Sein Debüt als neuer Stempelmeister bei der Hexengilde Sauerwasen gab Thomas Schleicher (links). Sein Vorgänger Manfred Löffler (rechts) schaute ihn dabei genau auf die Finger. Foto: Jochen Schwillo

Keine geeigneten Räume in Schwenningen haben die Entscheidung der Hexengilde Sauerwasen bestärkt, ihren Kameradschaftsabend mit Hexentaufe außerhalb der Neckarstadt zu veranstalten.

Erstmals traf man sich hierzu im Klosterhof. Die beengten Platzverhältnisse im Vereinslokal „Fässle“ trugen dazu bei, neue Räumlichkeiten zu suchen, damit sowohl die eigenen Hexen als auch die Besucher der anderen Narrenvereine genügend Platz haben.

 

Da es in Schwenningen keine entsprechend großen Räume gibt, hatte sich der Hexenrat entschieden, ins Jugend- und Kulturzentrum in den Zentralbereich auszuweichen – eine Entscheidung, die sich am Samstag als richtig erwies.

„Zum ersten Mal dürfen wir unseren Auftakt hier im wunderschönen Klosterhof feiern. Und was könnte es für einen besseren Ort geben, um gemeinsam in die fünfte Jahreszeit zu starten“, freute sich Monika Göppl, die Vorsitzende der Hexengilde Sauerwasen.

Viele Vertreter befreundeter Vereine waren der Einladung gefolgt. Mit der Veranstaltung zeigte man sich sehr zufrieden. „Wir hatten bereits am Nachmittag unsere Kinderhexentaufe“, berichtete Monika Göppl. Am Abend folgte der feierliche Einzug der Sauerwasenhexen, musikalisch begleitet vom Fanfarenzug der Narrenzunft Schwenningen, der seit 48 Jahren kameradschaftlich mit der Hexengilde verbunden ist.

Sieben neue Hexen

Zum Programm gehörte auch der Hexentanz, den jedes aktive Mitglied beherrschen muss. Außerdem müsse jede neue Hexe ein Probejahr absolvieren, so Göppl. Sieben Personen wurden am Pranger vor das hohe Hexenhaus geführt und mussten ihre weltlichen Namen ablegen, damit sie künftig während der Fasnet auf ihre Hexennamen wie Larentina, Araqua, Rowena oder Telepatika hören. Ein scharfer Hexentrunk untermauerte das Versprechen und der obligatorische Hexenstempel auf den Bauch machte die Taufe perfekt.

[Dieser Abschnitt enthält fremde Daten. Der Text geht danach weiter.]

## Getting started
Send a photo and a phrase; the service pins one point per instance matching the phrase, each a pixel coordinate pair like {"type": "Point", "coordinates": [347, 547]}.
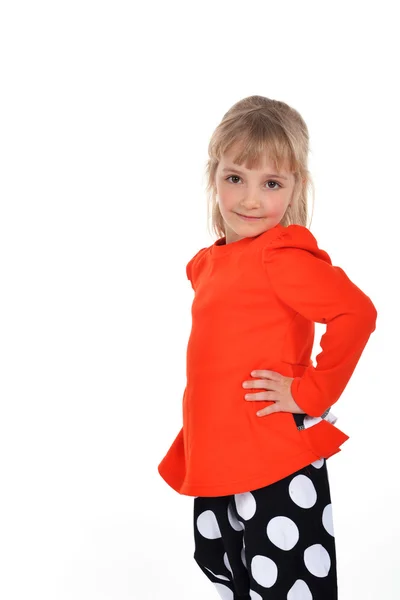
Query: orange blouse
{"type": "Point", "coordinates": [255, 304]}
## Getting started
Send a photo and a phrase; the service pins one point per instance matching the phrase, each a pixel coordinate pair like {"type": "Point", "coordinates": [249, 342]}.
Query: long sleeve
{"type": "Point", "coordinates": [322, 293]}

Auf Löffler folgt Schleicher

Am Samstagabend gab es zudem eine personelle Veränderung: Manfred Löffler, der über 21 Jahre Stempelmeister der Hexengilde Sauerwasen war und zahlreiche Hexen gestempelt hat, wurde von Thomas Schleicher abgelöst. Löffler beobachtete interessiert, wie sich sein Nachfolger anstellte, und befand die Stempeltaufe als gelungen.

Das Fasnet-Programm

Nun kann sich die Hexengilde Sauerwasen auf die Fasnet freuen und an verschiedenen Veranstaltungen in der näheren Region und darüber hinaus teilnehmen. Auch freut man sich wieder auf den vereinseigenen Kappenabend, der im „Fässle“ stattfindet.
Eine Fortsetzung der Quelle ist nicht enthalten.